Stephen Lewandowsky has co-authored (yet another) paper attacking climate skeptics. His colleagues-in-arms this time are long-time climate consensusite Jeff Harvey , Bart Vergheggen, and a cohort of ecologists along with Michael Mann. First author Harvey is well-known to climate commenters as a rant-prone passionate bulldog for the climate cause.

The main supposed finding of the paper is that zoologist Susan Crockford is the source of a number of skeptical blog posts. Harvey and colleagues claim a large figure (80%). The authors then claim to identify a ‘majority-view’ position in the polar bear literature, which they say is diametrically opposite of the Crockford-based blog position/s.

Polar bear alarmism has a checquered history and scientists Ian Stirling, Steven Amstrup and Andrew Derocher have been prominent proponents. All three have made several statements pushing a specific line – that polar bears are under severe threat, that anthropogenic global warming is the cause, and that their ability to adapt to changing conditions is limited. Of note here, the paper is co-authored by Ian Stirling and Steven Amstrup. Susan Crockford has been critical of both scientists on her blog and other venues.

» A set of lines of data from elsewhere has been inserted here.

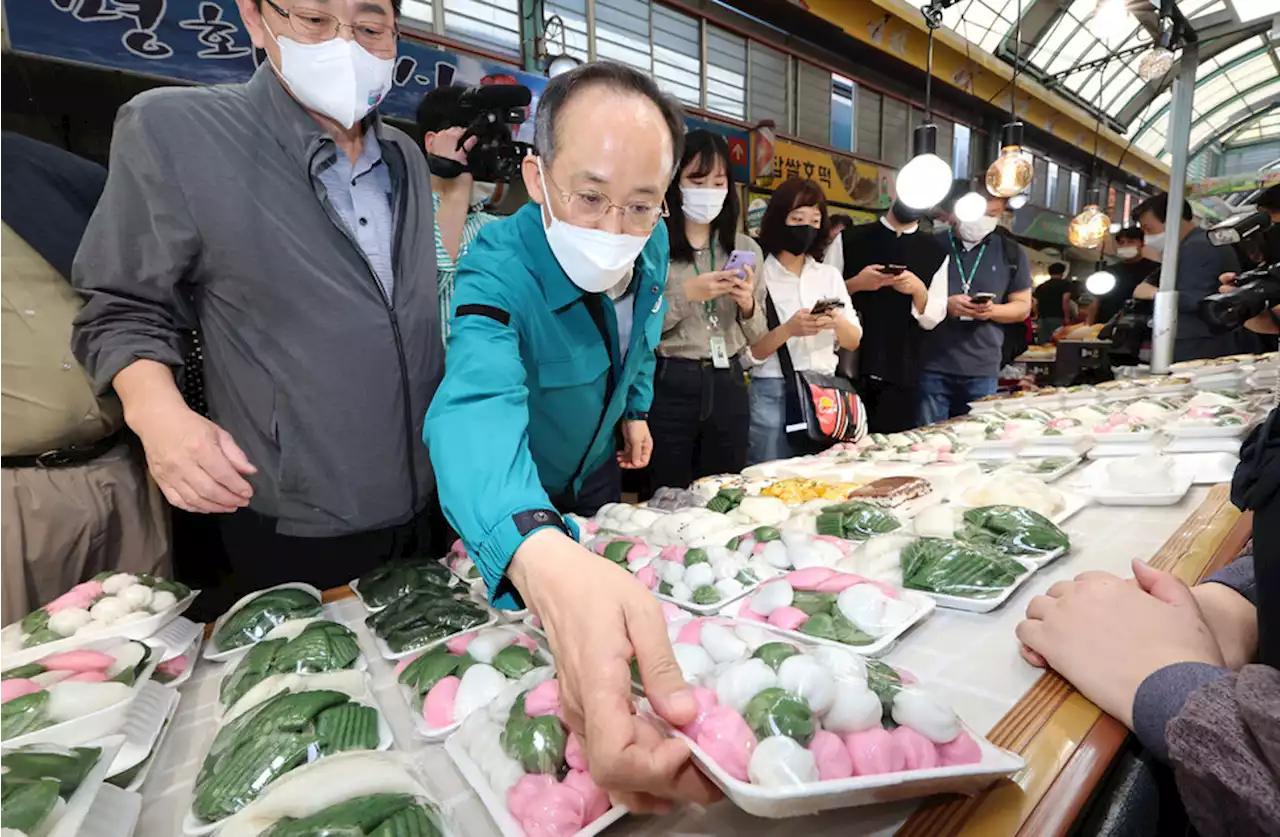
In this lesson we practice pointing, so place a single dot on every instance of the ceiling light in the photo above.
(1089, 228)
(970, 207)
(1100, 283)
(1011, 172)
(926, 178)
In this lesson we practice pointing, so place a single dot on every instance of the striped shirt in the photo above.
(446, 268)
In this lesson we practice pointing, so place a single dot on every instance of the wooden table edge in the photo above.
(1047, 803)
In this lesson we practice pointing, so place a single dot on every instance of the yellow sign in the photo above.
(842, 179)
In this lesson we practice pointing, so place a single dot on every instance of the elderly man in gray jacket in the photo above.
(286, 220)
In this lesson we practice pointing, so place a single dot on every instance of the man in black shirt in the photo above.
(1052, 302)
(897, 280)
(1129, 271)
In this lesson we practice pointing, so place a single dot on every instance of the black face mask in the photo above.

My first thought was on seeing the Harvey et al text was whether the so-called ‘majority-view’ papers mainly cited Stirling, Amstrup and Derocher papers in support of their views. Did they identify a view present in the literature which traced its antecedents to their own papers?

It turns out the situation is much worse.

Of the 92 papers included in the study,  6 are labeled ‘controversial.’ Of the remaining 86, 60 are authored or co-authored by Stirling or Amstrup, or Derocher. That is, close to 70% (69.76%) of the so-called ‘majority-view’ papers are from just three people, 2 of whom wrote the attack paper themselves.

papers

Papers analysed by Harvey et al. Hightlighted in yellow – papers co-authored by Stirling, Amstrup or Derocher.

In other words, Stirling and Amstrup did not discern an organically coalesced body of opinion from several polar bear papers by sifting through the literature. They did not even uncover a body of literature supporting a particular stance that cited their own work, as self-referential as that might have been. They ‘found’ their own papers to constitue a ‘majority-view’ in the polar bear literature!

Stirling and Amstrup attack Susan Crockford for not following the ‘majority-view’ and the ‘majority-view’ is what’s expressed in their own papers.

But there’s worse to come. The authors list 6 papers as being ‘controversial’ for  eliciting ‘critical comments and discussion in the peer-reviewed literature.’  It turns out Stirling, Amstrup and Derocher themselves wrote comments to 4 out of 6 of these papers. Put another way, Stirling and Amstrup labeled papers they did not like ‘controversial.’

Quartz %d

It is no wonder the ‘majority-view’ (green triangles above) displays such a tight cluster of perspectival homogeneity. It is not a majority view but rather a minority one, of just three scientists. The near-absolute lack of variability in opinion along the PC1 axis is likely just due to standard boilerplate alarmist text in the papers of Stirling, Amstrup and Derocher, repeating the mantra of polar bear doom from melting ice, rather than any emergent phenomenon in polar bear literature.

A true majority view (if there can be such a thing) can be discerned only if a representative sampling of the polar bear literature is carefully assessed, with attention to their scientific content (as opposed to mere headcount), the nature and strength of supporting evidence presented and the caveats that scientists are careful enough to always include. In such a setting opposing viewpoints cannot be dismissed as being controversial merely because they oppose one’s own views.

The paper has several hallmark characteristics of a Lewandowsky piece: the language is dominated by ad hominen attack (for e.g, the word denier occurs 31 times) and the text is notable for a number of false statements. The authors purport to analyse ‘the views’ of blogs but ascribe views to the blogs themselves followed by analysis of the same views. Last but not the least, the full data from the paper is not made available. But the fatal flaw of non-independent analysis by the paper’s authors renders its conclusions invalid.